Selling your body is finally legal. And advertisers really want yours.
No longer satisfied with pasting brand names across the canvas of this country like a juvenile delinquent with his first can of spray paint, advertisers are continually looking for new surfaces to attach their logo. And no blank space is off limits, even the belly of a pregnant woman.
About two weeks ago, the Associated Press reported a woman sold the rights to broadcast the live birth of her daughter to a California-based Web-hosting company. Throughout the nine months of her pregnancy, the woman auctioned off her swollen-belly space to various bidders augmenting her bank account as her stomach did some growing of its own. And she's not alone.
In the past year www.goldenpalace.com has donned its logo on the growing bellies of a slew of women during their pregnancies, spent thousands of dollars getting logos between the breasts of scantily clad women, and in one case paid a woman $15,100 to actually name her child "goldenpalace.com."
A Nebraska man earned $37,000 for wearing a corporate logo on his forehead for a month and a Pennsylvania woman leased the space on her infant's clothing on eBay for $1,000 a month. Human billboards even trampled the streets of State College recently, as a local promotion company paid students $25 an hour to tout bar specials on their foreheads and cheeks in February.
After hundreds of years and millions of ads done the traditional way -- through magazines, television, radio and billboards -- advertisers are starting to think getting under our skin isn't enough. Now they want to get on it.

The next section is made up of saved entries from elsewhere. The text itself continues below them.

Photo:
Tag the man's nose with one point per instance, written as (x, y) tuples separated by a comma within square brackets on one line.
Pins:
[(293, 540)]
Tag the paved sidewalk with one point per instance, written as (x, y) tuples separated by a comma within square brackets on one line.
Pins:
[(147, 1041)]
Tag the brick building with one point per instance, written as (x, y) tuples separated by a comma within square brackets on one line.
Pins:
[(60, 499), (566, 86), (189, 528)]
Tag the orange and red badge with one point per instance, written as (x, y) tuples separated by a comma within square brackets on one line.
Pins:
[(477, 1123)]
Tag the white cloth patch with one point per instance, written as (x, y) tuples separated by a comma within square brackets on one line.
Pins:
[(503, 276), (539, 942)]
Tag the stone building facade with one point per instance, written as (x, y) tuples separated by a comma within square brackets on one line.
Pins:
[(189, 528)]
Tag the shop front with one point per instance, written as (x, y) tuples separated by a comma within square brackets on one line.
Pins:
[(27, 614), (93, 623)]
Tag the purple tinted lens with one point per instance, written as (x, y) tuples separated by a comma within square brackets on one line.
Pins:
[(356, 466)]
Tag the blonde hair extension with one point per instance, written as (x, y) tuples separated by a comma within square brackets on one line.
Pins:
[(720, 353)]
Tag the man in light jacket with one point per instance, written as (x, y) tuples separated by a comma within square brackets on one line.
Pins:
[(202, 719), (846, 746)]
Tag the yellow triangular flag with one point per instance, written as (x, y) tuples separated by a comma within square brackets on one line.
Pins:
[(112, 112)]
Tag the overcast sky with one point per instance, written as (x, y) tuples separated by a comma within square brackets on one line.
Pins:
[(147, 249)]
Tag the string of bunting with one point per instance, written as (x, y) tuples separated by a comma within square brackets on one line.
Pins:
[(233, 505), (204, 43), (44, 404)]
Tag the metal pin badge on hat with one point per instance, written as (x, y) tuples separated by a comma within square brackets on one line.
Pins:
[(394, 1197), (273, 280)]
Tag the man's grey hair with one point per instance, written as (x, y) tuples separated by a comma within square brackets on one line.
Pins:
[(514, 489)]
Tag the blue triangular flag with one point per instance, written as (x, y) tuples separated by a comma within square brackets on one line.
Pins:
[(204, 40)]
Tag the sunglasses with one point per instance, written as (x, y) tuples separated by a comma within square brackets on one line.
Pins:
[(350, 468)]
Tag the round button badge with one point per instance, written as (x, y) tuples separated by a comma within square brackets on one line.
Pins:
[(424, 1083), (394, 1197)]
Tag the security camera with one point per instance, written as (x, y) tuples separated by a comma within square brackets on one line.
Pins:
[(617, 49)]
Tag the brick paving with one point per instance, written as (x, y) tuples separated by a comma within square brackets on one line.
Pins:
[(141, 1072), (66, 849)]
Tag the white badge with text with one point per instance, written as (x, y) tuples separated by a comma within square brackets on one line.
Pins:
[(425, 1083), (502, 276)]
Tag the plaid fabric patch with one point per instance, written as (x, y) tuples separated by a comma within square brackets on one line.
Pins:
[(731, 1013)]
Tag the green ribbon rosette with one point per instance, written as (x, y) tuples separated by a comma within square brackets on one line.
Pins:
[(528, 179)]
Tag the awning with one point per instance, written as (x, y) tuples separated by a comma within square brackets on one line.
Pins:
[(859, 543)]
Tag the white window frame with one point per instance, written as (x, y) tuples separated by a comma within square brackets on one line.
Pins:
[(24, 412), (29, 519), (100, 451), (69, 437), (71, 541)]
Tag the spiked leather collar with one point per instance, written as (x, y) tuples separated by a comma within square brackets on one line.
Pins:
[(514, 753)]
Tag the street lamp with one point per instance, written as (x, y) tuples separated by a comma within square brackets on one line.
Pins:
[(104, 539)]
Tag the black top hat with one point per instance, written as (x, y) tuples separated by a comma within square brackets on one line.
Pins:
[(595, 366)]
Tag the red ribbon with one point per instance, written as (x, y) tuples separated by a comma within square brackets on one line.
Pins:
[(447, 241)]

And the line to become a human billboard gets longer every day. But it's only natural, right? The body is just one more place for advertisers to get their messages out. We skim through them in magazines and we drown them with channel surfing on television. We are conditioned to ignore ads in almost every format available.
But we'll always look at cleavage, or at that pregnant woman's bulging belly. And it's pretty hard to ignore a forehead. So that's where ads will end up.
A marketer's job is to cut through the clutter -- a task equivalent to getting a stranger's attention from across a crowded Beaver Stadium -- in a world where consumers are bathing in a sea of an estimated 3,000 branded messages each day.
So they get the average Joe to write the proverbial "Eat at Joe's" on his forehead. And shock value has it working, at least for now. But as the novelty wears off so will the price tag, and human billboards could be thought of as bigger sellouts than a home football game.
But if people-vertising doesn't die, ad-stitutes will flourish. And the advertisers' dream will turn into society's nightmare; where people will be judged by the logo on their skin, or at least they'll be defined by it.
Isn't it enough that the clothes we wear, cars we drive, sunglasses we squint through and purses we carry already have more logos on them than a NASCAR race?
Isn't it enough that our football team won the Orange Bowl, not the FedEx Orange Bowl?
Apparently not for some people. Corporation culture guides us to "experience" coffee at Starbucks instead of just drinking it at UniMart. Slogans have leaked into our lexicon and jingles loop constantly. And brand names are a big player in the status game, allowing us to define who is stylish, rich and cool based on what they wear and drive just like our junior high attire divvied up the cafeteria into social sects.
There are enough hurdles in the path of being seen for what you really are as it is. Having a logo tattooed on your forehead will just make things worse.
I'm not sure if the walking billboards have any shame for selling their bodies even if it is legal, or if they are at all embarrassed that when people look into their eyes they also see drink specials.
But if they are blushing, at least they can hide it under that ad.